E il trasferimento delle risorse è essenziale per un efficiente governo mondiale della natura. Ma in che misura aiutare il Terzo e Quarto mondo a coniugare sviluppo e protezione ambientale? Le risposte ci consegnano le conclusioni di questa singolare conferenza. E anche un piccolo “giallo”. Nel testo conclusivo in lingua inglese, si parla di “assistenza compensativa”; in quello in lingua francese di un aiuto “a titolo di compensazione”. Si tratta di strade molto diverse: la prima implica un coinvolgimento della comunità internazionale nelle scelte dei singoli Paesi; l’altra, di un sovvenzionamento “tout-court” agli interventi per ridurre il livello di inquinamento.
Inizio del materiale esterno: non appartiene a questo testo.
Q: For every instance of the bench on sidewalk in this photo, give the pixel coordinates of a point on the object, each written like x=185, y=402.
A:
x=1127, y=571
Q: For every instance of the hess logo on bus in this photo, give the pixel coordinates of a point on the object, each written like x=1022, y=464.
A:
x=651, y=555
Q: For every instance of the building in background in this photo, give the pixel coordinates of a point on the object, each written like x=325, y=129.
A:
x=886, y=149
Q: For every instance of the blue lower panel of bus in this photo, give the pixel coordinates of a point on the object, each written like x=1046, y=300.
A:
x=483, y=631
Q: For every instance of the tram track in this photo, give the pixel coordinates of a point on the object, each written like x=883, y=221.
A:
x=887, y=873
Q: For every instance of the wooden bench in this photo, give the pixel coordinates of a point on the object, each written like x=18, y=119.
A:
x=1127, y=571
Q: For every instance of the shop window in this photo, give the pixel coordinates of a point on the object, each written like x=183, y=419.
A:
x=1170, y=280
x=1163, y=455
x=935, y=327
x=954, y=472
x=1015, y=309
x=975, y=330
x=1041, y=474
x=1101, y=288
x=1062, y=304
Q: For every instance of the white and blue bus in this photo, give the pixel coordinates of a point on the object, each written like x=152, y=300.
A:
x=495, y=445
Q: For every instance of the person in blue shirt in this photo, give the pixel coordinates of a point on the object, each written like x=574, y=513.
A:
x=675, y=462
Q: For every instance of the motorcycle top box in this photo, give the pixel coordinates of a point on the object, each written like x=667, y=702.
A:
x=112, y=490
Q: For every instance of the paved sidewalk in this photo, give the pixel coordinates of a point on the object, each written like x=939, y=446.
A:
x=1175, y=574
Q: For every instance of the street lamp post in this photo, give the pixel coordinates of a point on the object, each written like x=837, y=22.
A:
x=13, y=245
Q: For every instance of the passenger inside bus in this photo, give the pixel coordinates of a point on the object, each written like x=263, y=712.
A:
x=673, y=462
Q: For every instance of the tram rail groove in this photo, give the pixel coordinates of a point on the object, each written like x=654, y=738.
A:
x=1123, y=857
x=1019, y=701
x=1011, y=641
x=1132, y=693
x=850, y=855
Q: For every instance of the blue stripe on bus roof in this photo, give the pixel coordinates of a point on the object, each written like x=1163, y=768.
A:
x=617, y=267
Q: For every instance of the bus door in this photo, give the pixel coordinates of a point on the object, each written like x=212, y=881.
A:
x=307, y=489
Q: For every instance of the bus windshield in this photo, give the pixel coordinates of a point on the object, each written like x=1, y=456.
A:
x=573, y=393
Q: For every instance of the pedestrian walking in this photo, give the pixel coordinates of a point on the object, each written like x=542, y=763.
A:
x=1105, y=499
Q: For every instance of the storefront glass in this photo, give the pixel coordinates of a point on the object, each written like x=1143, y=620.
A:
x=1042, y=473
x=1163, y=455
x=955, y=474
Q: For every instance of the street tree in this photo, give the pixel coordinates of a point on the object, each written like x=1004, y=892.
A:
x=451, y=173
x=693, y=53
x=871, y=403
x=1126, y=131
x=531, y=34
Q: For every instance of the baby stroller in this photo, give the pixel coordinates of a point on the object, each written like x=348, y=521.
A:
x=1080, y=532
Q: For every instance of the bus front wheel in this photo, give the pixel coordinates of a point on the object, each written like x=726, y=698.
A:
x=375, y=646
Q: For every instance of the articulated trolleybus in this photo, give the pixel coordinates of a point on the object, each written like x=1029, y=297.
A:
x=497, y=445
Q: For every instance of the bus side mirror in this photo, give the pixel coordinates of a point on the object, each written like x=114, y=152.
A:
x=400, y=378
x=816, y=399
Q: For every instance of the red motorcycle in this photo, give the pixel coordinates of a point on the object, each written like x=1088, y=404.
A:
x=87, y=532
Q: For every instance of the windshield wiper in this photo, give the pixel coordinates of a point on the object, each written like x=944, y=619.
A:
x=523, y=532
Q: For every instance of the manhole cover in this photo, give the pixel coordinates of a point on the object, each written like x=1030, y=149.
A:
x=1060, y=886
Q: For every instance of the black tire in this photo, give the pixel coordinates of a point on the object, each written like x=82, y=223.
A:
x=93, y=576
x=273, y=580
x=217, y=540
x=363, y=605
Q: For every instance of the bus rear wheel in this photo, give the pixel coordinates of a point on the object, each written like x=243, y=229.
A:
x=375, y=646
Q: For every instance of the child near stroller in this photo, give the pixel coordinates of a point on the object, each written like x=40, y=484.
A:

Una distrazione nella traduzione? Ma come ci si avvia all’appuntamento di Helsinki? Riuscirà la comunità internazionale ad introdurre vincoli più severi per fronteggiare il disastro ecologico? Giorgio Ruffolo, ministro del’Ambiente, è “moderatamente ottimista”. “Noi dobbiamo cercare di cogliere tutto quello che di buono si sta sviluppando. Anche quello che è emerso in questa conferenza. D’altronde la proposta di un’Agenzia internazionale dev’essere pensata meglio: bisogna sapere cosa deve fare, di quali strumenti può disporre.